Other types of people who would benefit include people with allergies to milk or drugs like penicillin, nuts, latex and other substances, or epileptics who might suddenly have an attack. A medical professional could give help immediately without wasting time. People who take blood thinners to prevent heart attacks or strokes and who suffer from hemorrhages because they didn’t take the right dose should wear the bracelets so action can be taken immediately to prevent them from bleeding to death.

“I run for exercise,” said Mandelzweig.

“Athletes and hikers abroad might pass out in a foreign country, and nobody would know who you are. There are also non-medical uses. One family was taken their young children to England and ordered bracelets for them to wear in case they got lost.”

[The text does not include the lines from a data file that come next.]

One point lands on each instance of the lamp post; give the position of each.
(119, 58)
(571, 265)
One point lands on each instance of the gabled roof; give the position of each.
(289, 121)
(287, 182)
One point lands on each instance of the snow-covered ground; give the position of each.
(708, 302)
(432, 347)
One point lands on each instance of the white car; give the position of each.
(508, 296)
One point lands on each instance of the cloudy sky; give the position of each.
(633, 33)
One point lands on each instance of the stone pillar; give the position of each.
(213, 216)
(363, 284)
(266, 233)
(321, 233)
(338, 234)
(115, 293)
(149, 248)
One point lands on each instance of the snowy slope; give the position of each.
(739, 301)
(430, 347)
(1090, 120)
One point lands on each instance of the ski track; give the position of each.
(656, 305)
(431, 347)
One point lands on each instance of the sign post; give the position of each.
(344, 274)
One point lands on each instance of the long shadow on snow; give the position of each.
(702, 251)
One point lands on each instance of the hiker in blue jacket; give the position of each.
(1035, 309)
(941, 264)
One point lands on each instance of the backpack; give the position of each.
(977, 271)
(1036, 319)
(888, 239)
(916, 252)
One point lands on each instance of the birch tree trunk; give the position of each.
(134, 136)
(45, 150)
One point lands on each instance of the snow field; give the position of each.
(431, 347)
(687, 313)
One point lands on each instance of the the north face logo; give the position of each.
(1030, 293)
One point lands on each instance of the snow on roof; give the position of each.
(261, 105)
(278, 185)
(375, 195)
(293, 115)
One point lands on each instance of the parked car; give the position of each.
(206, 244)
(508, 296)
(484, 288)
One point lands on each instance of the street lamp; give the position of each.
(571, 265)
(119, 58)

THE BANDS are made from a variety of materials, but the rectangular plate on which the engraving is done is made from stainless steel, which does not cause allergic reactions. Mandelzweig noted that the bracelets range in price from NIS 167 to NIS 230 and are made for everyday or dressy use. Some are made from silicon in attention-getting colors such as pink or orange, while others are made in brown leather or in black silicon like a watch. There are models for children (diabetics or with other medical problems that could need immediate attention).

There are also floral designs and bracelets with semi-precious stones.

Patients’ groups, she said, have arranged for discounts for their members who want the bracelets.

MediTag hasn’t yet bought advertising space, but it hopes to put ads on the radio and TV and the print media or the Internet so the public will become aware of it.

“There is no doubt that the medical ID bracelet will save lives, just as it has abroad in many cases. It means that no time will be wasted in the saving of lives,” she said.

“The sky is the limit in applications. We are at beginning of road. We are thinking of a bar code etched on the bracelet, in addition to the USB. We have thought of making fashionable necklaces as well; it depends on what the public want.”

It hurts to think of people who have died, or Alzheimer’s patients who have lain in hospital beds for days because no one knew whom to call, she concluded.

“MediTag was set up as a business, but we also regard it as a mission, a mitzva,” she concludes. So far, our phone line is flooded, and we have only started. Doctors and rescuers have welcomed us with open arms.”